Was ändert sich ohne Arafat in Nahost? Nicht viel. Denn Israel will keinen Kompromiss mit den Palästinensern

taz: Herr Warschawski, wird Arafats Tod den Friedensprozess im Nahen Osten verändern?

Michael Warschawski: Aus israelischer Perspektive wird es keine Veränderung geben, denn für die israelische Seite gibt es – mit und ohne Arafat – keinen Partner für den Friedensprozess. Aus palästinensischer Sicht dagegen werden die großen Kompromisse mit Israel, die Arafat zu machen fähig war und die den Friedensprozess erst ermöglichten, nun sehr viel schwieriger.

Glauben Sie, dass ein Bürgerkrieg in Palästina droht?

Nein. Warum denn?

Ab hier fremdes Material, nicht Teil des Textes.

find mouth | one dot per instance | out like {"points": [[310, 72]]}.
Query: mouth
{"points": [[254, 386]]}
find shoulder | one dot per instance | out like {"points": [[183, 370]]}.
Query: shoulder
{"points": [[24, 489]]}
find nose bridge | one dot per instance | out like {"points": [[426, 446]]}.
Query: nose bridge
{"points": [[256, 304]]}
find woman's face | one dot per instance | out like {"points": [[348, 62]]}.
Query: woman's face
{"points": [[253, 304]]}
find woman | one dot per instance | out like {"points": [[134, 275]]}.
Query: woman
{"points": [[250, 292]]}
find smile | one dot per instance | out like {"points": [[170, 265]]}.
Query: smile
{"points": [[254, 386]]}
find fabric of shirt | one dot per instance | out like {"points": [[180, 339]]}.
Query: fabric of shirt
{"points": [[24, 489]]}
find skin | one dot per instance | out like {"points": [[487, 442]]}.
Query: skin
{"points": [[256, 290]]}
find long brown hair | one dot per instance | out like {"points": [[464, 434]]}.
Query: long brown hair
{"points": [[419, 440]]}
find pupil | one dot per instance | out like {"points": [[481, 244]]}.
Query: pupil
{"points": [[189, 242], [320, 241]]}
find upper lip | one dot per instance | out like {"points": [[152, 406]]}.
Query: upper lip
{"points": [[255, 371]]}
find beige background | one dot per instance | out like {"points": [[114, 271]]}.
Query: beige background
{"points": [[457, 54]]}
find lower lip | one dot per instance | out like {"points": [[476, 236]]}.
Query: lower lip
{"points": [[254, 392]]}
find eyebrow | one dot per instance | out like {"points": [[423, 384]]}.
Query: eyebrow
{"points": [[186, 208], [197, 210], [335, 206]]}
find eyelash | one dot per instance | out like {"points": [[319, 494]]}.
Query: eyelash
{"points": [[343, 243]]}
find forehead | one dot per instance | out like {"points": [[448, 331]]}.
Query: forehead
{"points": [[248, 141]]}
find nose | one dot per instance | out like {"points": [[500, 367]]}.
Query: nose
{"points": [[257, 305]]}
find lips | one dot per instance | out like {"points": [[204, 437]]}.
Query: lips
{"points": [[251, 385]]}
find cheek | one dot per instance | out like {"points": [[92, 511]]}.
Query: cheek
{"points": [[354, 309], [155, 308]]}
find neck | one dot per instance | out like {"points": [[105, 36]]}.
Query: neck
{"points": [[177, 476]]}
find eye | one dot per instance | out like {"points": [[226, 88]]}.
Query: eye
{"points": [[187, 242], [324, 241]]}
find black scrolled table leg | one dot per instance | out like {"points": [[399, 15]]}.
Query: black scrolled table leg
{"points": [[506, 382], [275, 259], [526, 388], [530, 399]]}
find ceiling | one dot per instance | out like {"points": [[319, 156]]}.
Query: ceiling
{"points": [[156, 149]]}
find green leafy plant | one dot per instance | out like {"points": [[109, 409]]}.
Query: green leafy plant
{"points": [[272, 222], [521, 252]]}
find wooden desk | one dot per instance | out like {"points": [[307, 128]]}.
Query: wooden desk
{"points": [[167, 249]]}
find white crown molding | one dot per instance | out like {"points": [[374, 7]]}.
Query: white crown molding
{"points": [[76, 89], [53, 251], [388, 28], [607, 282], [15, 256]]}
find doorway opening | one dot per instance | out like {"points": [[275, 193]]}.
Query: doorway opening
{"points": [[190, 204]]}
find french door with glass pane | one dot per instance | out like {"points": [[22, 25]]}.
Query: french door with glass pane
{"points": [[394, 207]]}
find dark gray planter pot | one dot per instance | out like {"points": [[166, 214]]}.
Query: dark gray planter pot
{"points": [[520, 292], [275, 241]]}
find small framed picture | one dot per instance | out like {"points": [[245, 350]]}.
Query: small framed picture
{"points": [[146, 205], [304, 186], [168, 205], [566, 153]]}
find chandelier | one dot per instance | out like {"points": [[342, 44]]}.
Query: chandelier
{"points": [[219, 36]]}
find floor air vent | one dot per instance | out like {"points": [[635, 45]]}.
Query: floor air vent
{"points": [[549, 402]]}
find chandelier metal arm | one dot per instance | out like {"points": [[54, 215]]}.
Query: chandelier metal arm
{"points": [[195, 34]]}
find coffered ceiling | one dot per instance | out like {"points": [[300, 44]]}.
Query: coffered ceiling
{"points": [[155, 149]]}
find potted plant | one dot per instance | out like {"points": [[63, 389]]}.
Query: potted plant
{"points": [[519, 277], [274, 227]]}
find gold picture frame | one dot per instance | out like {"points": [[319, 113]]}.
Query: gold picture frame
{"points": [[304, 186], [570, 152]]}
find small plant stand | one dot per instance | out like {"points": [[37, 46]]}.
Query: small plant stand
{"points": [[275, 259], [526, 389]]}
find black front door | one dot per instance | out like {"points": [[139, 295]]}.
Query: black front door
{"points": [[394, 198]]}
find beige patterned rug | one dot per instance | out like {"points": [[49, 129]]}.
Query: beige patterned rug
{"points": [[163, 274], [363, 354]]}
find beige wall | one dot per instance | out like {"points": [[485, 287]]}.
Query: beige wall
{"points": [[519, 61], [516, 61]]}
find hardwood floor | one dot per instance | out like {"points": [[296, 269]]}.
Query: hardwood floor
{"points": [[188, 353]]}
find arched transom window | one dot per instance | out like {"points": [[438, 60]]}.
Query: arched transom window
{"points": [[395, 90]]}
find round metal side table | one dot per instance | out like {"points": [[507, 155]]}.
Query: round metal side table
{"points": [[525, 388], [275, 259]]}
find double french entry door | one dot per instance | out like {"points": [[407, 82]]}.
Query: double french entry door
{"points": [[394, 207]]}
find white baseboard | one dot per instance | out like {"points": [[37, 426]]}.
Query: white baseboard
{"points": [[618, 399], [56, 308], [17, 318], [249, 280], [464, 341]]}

Das Problem, das wir jetzt haben, ist Israel, nicht Palästina. Im Gegenteil: auf palästinensischer Seite gibt es ein großes Gefühl von Verantwortung für die Stabilität. Die Gefahr ist vielmehr ein Bürgerkrieg in Israel.

Glauben Sie das wirklich?

Ich selber glaube nicht recht daran, aber es war das Hauptthema in den israelischen Zeitungen der letzten Monate. Die Ultrarechte in Israel bedroht Premier Ariel Scharon mit einem Bürgerkrieg. In Israel liegt die echte Gefahr.

Sie haben offenbar große Sympathien für die palästinensische Haltung. Als ich Ihr Buch „Mit Höllentempo“ las, habe ich ähnliche Sympathien für die israelische Seite vermisst.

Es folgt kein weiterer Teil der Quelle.